In its early years, FAIR solicited and received $1.2 million in contributions from the notorious Pioneer Fund, a foundation committed to the pseudoscience of eugenics.  Eugenic research aims to prove the existence of fixed genetic differences between races, an undertaking that has been often used for a number of disturbing causes—namely, for proving the genetic superiority of white, European-descended peoples. This practice has been mired in controversy since its inception, and especially since the Nazis used it to rationalize the Holocaust and other war crimes…

Tanton and FAIR, like the Pioneer Fund, have played an important role in funding and connecting many of the players in the eugenics and antiimmigrant movements. Tanton introduced Mumford, Kessel, Epstein, and Collins to key donors and potential supporters of their Quinacrine sterilization efforts…

Today it is clear that a significant number of groups affiliated with FAIR are attempting to weave population control ideology into the anti-immigrant agenda.64 Groups associated with or directly linked to FAIR—like Negative Population Growth, Progressives For Immigration Reform (PFIR), Californians for Population Stabilization (CAPS), and NumbersUSA—are also hard at work rebranding anti-immigrant and population control ideology as a contemporary interest in immigration and the over-consumption of resources.

And that’s all before we even get to the Southern Poverty Law Center and all the reasons why they consider FAIR to be a hate group, delineated in a number of reports over the years.

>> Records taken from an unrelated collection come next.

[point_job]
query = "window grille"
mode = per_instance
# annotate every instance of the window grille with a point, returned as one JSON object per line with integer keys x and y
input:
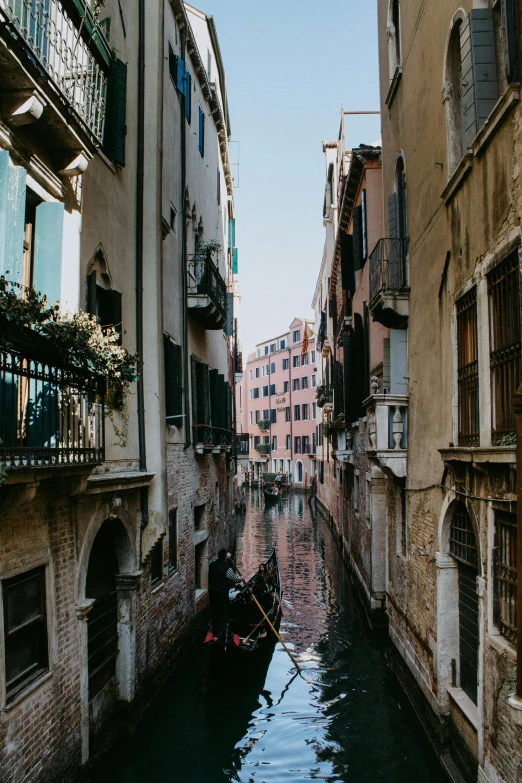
{"x": 462, "y": 536}
{"x": 506, "y": 574}
{"x": 468, "y": 379}
{"x": 505, "y": 339}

It’s got to be tough working for FAIR and the other Tanton groups these days, especially considering that their anti-immigrant policies–like self-deportation–led to the Republicans’ trouncing in the 2012 elections. Now many Republicans are running away from FAIR and its ilk as fast as they can, in order to give the party some shot at a political future.  While Bob Dane got a friendly reception from Ingraham on FOX News, other conservatives have been all over FAIR for being too extremist:

Now, Republicans pushing the party to rethink its approach to the issue are accusing those groups — Numbers USA, the Center for Immigration Studies (CIS), and the Federation for American Immigration Reform (FAIR) — of masquerading as conservative. Critics say the groups and some of their supporters are pressing an un­or­tho­dox agenda of strict population control that also has included backing for abortion, sterilization and other policies at odds with conservative ideology.

“If these groups can be unmasked, then the bulk of the opposition to immigration reform on the conservative side will wither away,” said Alfonso Aguilar, executive director of the Latino Partnership for Conservative Principles and a leading organizer of the effort.

If Bob Dane really believes that hate groups don’t exist, he should take a closer look at the one he works for.